La historia de España
se resume en la condena moral de un par de personajes por década. Así, en la
lista patria de la infamia, nos encontramos con individuos como el conde Don
Julián, Torquemada, Fernando VII, Godoy, los Primo de Rivera, Franco, Felipe o
Zapatero, Aznar, Rajoy, Urdangarin, Rato, Blesa, el pequeño Nicolás… Dianas, todos ellos,
de las filias y fobias de la piel de toro. Lo importante aquí es la culpa, que
se dispara hacia unos cuantos, dejando a salvo la conciencia de la gran tribu
nacional. El discurso político e informativo favorece esta actitud. Sitúa al,
digamos, español medio en un terreno de serenidad y sueño plácido. De
indignación.
Por ese motivo, las constantes homilías mediáticas, que tratan de convencer al espectador de su inocencia -mientras señalan, con dedo acusador, únicamente a determinados representantes institucionales o financieros-, pueden ser útiles a corto plazo, pero peligrosísimas para el futuro del país.
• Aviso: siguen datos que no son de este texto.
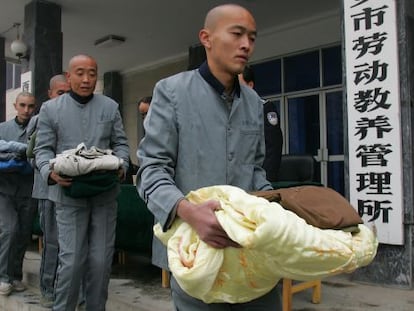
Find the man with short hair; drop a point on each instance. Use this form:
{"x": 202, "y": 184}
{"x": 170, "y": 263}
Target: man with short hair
{"x": 58, "y": 85}
{"x": 86, "y": 223}
{"x": 143, "y": 106}
{"x": 204, "y": 129}
{"x": 17, "y": 209}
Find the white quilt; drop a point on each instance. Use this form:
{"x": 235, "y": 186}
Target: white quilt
{"x": 275, "y": 242}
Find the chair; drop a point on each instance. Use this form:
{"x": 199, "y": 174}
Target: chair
{"x": 296, "y": 170}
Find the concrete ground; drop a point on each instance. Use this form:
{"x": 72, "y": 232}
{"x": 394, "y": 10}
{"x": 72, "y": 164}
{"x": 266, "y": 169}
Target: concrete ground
{"x": 136, "y": 285}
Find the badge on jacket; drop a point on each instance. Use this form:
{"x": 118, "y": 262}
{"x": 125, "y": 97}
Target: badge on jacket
{"x": 272, "y": 118}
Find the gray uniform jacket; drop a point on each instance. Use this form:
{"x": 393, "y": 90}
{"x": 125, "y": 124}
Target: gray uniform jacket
{"x": 15, "y": 184}
{"x": 64, "y": 123}
{"x": 40, "y": 186}
{"x": 193, "y": 140}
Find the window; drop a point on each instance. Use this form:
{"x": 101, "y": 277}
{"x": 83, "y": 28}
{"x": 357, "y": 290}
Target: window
{"x": 331, "y": 66}
{"x": 268, "y": 77}
{"x": 13, "y": 72}
{"x": 301, "y": 71}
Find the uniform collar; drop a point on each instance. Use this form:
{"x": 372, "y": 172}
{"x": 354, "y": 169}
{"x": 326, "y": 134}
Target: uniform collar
{"x": 80, "y": 99}
{"x": 21, "y": 124}
{"x": 216, "y": 84}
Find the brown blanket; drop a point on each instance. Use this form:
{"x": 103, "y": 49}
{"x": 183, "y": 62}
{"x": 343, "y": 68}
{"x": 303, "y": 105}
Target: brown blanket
{"x": 321, "y": 207}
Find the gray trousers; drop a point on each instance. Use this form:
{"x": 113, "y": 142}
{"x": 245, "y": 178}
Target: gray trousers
{"x": 16, "y": 223}
{"x": 49, "y": 262}
{"x": 86, "y": 238}
{"x": 183, "y": 302}
{"x": 50, "y": 251}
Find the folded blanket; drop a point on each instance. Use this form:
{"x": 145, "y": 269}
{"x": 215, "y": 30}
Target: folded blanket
{"x": 13, "y": 146}
{"x": 16, "y": 166}
{"x": 84, "y": 186}
{"x": 275, "y": 242}
{"x": 81, "y": 161}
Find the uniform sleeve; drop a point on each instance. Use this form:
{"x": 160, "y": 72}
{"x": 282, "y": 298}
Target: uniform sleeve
{"x": 260, "y": 181}
{"x": 119, "y": 141}
{"x": 157, "y": 154}
{"x": 45, "y": 147}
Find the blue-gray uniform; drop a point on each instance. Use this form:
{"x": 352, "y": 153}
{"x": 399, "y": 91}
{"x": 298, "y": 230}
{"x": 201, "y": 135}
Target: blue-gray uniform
{"x": 196, "y": 138}
{"x": 47, "y": 220}
{"x": 17, "y": 210}
{"x": 86, "y": 226}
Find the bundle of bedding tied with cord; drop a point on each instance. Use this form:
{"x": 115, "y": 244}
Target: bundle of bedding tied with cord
{"x": 275, "y": 243}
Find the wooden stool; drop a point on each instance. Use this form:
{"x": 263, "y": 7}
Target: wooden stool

Y, por supuesto, terriblemente cínicas. Muchos robaron o se beneficiaron del robo. O suplicaron por él. Y otros, callaron en la comodidad de las vacas gordas. Quizás estamos confundidos y no seamos buenos vasallos que no tienen buen señor. Es posible que, lamentablemente, lo peor de España seamos, en fin, lo españoles.